Publié le 30 avril 2021 à 12h15    Mis à jour le 27 juillet 2021 à 10h20

Audrey Corcos

2020 a été une année inédite à plus d’un titre pour les fonds immobiliers grand public. Non seulement ils ont dû affronter une crise sanitaire mondiale, qui engendre encore de grandes incertitudes économiques, mais ils ont également dû faire face à une forte accélération des mutations déjà à l’œuvre sur le marché immobilier : sélectivité plus forte des actifs, importance croissante des services et thématique environnementale de plus en plus prégnante notamment.

D’après les données ImmoStat, le montant global des investissements en immobilier résidentiel en France a atteint 5,5 milliards d’euros l’an passé, soit une hausse de 41 % par rapport à 2019. Cette bonne performance s’explique par les réservations de programmes neufs de CDC Habitat pour près de 2 milliards d’euros. Les grands investisseurs internationaux sont également présents sur le marché, comme le souligne l’acquisition par Hines de 500 logements en VEFA auprès de Kaufman & Broad. D’après CBRE, le résidentiel représente 40 % des investissements immobiliers en Europe mais à peine 10 % sur le marché français. Sur ce marché, les investisseurs étaient majoritairement français jusqu’à il y a peu, mais les investisseurs internationaux (Europe du Nord, Grande-Bretagne, Etats-Unis), à la recherche de diversification géographique, se positionnent de plus en plus. En effet, le marché français correspond à leurs stratégies sécurisées et à long terme.

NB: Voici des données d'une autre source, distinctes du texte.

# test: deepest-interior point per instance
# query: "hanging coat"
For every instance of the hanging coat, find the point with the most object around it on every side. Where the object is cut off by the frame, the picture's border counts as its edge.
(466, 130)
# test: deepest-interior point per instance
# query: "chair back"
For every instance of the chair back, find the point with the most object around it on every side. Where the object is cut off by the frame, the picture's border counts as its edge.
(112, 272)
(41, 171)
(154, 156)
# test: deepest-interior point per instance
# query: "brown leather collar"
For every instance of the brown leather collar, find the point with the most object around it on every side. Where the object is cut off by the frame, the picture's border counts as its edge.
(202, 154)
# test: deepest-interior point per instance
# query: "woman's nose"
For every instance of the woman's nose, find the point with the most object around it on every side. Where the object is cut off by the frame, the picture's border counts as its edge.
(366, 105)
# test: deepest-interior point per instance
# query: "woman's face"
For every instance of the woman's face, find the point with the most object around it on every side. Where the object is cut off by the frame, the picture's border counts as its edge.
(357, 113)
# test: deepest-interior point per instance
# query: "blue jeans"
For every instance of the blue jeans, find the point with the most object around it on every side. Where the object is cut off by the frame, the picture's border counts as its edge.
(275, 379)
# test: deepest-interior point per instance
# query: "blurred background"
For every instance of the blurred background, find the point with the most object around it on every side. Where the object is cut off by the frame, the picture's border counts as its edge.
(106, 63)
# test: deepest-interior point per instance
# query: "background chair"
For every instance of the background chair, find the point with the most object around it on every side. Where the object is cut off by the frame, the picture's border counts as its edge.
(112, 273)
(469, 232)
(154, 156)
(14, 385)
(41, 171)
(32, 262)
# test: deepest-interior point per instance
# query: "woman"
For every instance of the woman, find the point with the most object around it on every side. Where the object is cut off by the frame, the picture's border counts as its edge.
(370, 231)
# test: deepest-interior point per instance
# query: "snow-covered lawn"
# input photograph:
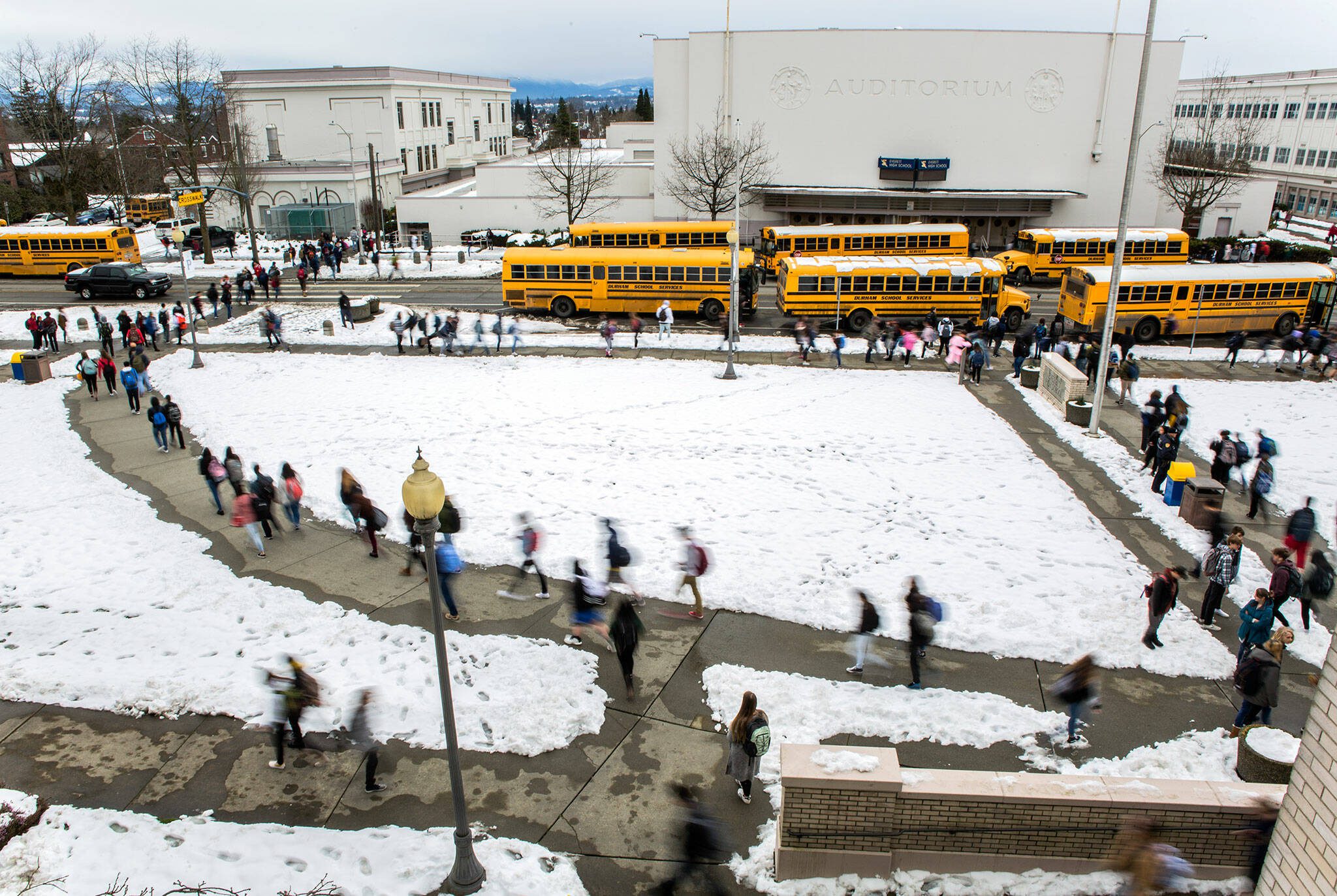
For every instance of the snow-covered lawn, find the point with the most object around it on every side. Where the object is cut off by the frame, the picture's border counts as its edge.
(1301, 416)
(804, 711)
(90, 848)
(106, 606)
(802, 484)
(1126, 472)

Néanmoins le manque d’offre est le principal frein au développement des investissements. D’après la Fédération des promoteurs immobiliers, sur l’année 2020, les ventes totales de logements neufs auront baissé de 23,3 % par rapport à 2019. Les ventes en bloc ont significativement amorti la chute des ventes au second trimestre (+ 40 %) puis à nouveau au quatrième (+ 27,9 %), mais de façon modérée sur l’année entière (+ 7,2 %). La croissance des ventes en bloc est un des faits marquants de l’année (leur part est passée de 21 % à près de 30 % du total).Selon Cushman & Wakefield, près de 27 milliards d’euros ont été investis en immobilier d’entreprise banalisé (bureaux, commerces, logistique et locaux d’activité) en 2020, soit un recul de 32 % par rapport à 2019. Le niveau de 2019 ayant été exceptionnel, cette baisse est limitée à 12 % par rapport à la moyenne des cinq dernières années.

Le segment des bureaux conserve son rôle central (avec 18,5 milliards d’euros engagés). Les professionnels constatent un mouvement « flight to quality », avec davantage de sélectivité des actifs et de stratégies core.

L’attractivité des actifs logistiques s’est confirmée l’an passé, avec 3,4 milliards d’euros investis sur ce créneau. Concernant les commerces, l’étude Cushman & Wakefield souligne l’attrait pour les surfaces alimentaires. Les actifs centraux, en pieds d’immeuble, sont privilégiés. Il est intéressant d’analyser comment ont évolué les investissements des SCPI, principaux fonds de la pierre papier. En 2020 le montant total de ces investissements a atteint 8,4 milliards d’euros, en repli de 8,7 % par rapport à 2019. Les acquisitions sont toujours restées dominées par les bureaux (65 % contre 63 % en 2019), les locaux commerciaux arrivant au second rang (15 % contre 12 % des acquisitions en 2019), suivis par la santé et les résidences de service pour seniors (8 %), la logistique et les locaux d’activité (5 %) et enfin l’hôtellerie (4 %). Les SCPI ont, pour la première fois, essentiellement investi à l’étranger (pour 40 % en 2020 contre 28 % en 2019), puis en Ile-de-France (38 % contre 48 % en 2019).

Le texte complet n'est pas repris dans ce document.